Barclay’s latest pledge adds to a list of contradictory statements over funding for the new hospital. During a visit to Whipps Cross in August last year, he announced he had approved “up to £28million” for the first stage of the project, a new multi-storey car park. But in January this year, he said specific hospitals are unlikely to be funded until “after 2025”.

The government spokesperson now says the department will work to approve plans for the car park “as early as possible”. The health secretary has meanwhile blamed “uncertainty” around funding on the need to reprioritise five hospitals built with an unsafe type of concrete.

Whipps Cross redevelopment director Alastair told the LDRS his team has already carried out a “huge” amount of design work on the new hospital, which was granted outline planning permission in late 2021.

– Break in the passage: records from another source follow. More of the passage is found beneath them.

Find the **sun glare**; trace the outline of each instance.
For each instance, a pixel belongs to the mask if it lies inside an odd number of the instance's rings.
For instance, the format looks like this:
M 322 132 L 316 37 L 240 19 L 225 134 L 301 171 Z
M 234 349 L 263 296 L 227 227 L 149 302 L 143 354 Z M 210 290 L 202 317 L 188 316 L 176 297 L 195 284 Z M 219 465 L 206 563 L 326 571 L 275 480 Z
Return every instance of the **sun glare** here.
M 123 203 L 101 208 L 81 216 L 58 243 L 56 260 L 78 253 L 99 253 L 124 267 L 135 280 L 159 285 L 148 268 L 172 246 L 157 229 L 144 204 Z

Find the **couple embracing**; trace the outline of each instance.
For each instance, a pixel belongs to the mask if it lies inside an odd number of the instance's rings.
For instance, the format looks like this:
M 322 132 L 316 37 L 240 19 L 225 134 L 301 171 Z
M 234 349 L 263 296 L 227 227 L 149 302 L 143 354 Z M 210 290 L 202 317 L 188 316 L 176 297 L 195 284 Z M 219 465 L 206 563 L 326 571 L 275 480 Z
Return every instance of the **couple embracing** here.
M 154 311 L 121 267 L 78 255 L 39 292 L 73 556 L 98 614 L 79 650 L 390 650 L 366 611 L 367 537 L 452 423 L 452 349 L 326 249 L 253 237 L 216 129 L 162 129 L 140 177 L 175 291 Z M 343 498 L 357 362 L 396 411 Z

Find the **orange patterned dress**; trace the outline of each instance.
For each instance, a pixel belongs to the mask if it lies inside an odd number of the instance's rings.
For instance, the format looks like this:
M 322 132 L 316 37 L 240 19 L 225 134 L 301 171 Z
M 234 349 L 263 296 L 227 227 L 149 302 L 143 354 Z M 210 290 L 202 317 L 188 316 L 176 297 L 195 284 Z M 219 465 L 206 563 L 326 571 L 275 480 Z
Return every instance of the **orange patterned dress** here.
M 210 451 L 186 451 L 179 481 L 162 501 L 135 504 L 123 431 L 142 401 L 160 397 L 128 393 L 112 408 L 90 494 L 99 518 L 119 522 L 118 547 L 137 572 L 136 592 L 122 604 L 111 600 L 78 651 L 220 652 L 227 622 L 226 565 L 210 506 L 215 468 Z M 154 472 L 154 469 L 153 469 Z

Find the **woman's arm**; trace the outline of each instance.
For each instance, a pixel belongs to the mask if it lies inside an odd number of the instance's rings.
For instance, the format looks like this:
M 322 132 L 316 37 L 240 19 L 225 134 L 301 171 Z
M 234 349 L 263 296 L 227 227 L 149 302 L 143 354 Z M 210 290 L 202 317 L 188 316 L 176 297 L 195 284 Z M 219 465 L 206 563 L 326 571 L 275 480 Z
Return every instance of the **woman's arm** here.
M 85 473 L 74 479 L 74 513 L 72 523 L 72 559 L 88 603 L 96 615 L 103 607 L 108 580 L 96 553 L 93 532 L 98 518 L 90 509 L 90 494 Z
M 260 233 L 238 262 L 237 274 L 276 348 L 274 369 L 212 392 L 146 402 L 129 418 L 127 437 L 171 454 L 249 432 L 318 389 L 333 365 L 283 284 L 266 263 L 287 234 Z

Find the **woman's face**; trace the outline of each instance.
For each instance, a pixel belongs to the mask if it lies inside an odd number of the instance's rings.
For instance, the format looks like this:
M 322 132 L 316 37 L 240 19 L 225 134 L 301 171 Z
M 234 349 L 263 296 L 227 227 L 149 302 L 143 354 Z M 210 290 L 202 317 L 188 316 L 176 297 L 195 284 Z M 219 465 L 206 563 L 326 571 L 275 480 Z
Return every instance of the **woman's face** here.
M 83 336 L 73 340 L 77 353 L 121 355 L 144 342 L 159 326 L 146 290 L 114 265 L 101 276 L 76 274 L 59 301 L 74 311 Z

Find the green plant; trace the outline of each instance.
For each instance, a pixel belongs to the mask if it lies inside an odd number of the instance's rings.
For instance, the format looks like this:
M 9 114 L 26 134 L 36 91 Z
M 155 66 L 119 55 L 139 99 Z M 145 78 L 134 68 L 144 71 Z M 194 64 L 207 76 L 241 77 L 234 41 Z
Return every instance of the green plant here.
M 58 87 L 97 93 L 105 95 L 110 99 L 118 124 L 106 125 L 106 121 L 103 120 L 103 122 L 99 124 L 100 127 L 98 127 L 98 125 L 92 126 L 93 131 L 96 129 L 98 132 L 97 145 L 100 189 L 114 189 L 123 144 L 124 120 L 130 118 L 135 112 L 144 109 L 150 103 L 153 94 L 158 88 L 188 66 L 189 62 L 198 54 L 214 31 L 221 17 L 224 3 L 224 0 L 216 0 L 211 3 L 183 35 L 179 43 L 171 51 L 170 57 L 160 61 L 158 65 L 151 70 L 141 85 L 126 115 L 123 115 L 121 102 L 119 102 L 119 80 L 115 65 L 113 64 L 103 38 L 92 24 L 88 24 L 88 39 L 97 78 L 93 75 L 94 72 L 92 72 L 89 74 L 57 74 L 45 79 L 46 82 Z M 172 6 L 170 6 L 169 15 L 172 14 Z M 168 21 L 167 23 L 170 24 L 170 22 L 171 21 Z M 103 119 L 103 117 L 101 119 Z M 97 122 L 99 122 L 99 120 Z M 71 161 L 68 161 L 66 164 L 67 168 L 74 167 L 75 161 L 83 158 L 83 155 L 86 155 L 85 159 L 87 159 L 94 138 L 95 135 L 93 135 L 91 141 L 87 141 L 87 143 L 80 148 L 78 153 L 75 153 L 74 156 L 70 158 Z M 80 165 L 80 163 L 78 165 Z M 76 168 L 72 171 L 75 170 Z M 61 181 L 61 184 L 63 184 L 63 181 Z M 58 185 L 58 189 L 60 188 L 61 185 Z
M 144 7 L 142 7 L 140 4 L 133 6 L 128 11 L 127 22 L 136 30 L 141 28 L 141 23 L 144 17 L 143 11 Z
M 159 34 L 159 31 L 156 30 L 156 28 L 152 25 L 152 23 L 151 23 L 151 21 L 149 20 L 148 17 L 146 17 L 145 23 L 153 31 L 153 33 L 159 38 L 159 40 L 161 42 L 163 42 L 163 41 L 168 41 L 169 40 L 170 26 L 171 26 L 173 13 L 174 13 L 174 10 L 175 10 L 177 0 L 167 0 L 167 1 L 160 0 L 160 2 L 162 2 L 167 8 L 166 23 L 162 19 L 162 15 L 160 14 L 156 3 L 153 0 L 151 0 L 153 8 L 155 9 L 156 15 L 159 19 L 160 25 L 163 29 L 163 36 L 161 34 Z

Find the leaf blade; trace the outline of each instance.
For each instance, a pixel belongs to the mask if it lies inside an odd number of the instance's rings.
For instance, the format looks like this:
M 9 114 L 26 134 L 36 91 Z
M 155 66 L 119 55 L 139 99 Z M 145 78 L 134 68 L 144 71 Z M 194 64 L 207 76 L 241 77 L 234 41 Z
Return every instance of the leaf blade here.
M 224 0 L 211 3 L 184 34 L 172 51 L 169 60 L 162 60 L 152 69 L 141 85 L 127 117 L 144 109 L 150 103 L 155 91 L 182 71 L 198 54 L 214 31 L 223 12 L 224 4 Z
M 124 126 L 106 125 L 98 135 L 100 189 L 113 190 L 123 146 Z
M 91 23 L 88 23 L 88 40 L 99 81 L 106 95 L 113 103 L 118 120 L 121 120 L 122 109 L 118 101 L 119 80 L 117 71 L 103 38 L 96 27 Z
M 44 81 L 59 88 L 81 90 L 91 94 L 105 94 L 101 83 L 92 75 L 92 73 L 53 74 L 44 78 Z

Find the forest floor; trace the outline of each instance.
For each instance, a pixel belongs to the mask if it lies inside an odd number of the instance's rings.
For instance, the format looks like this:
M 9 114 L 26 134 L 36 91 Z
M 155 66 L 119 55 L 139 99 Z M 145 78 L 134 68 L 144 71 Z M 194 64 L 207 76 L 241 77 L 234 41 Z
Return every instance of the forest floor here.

He added: “Once the detailed plans and next steps are agreed, we will produce our business case and submit it to the government for approval.”

Barts Health NHS Trust, which runs Whipps Cross Hospital, has refused to publish its business case, with concerns that the new hospital’s size has “grossly underestimated” future demand.

In a press release accompanying the health secretary’s announcement last week, the government claimed it was still “on track” to deliver 40 new hospitals by 2030. The original pledge was made nearly four years ago, in the run-up to the 2019 General Election.

Two of the 40 hospitals are now complete, five are “in construction” and 20 will be underway “by next year”.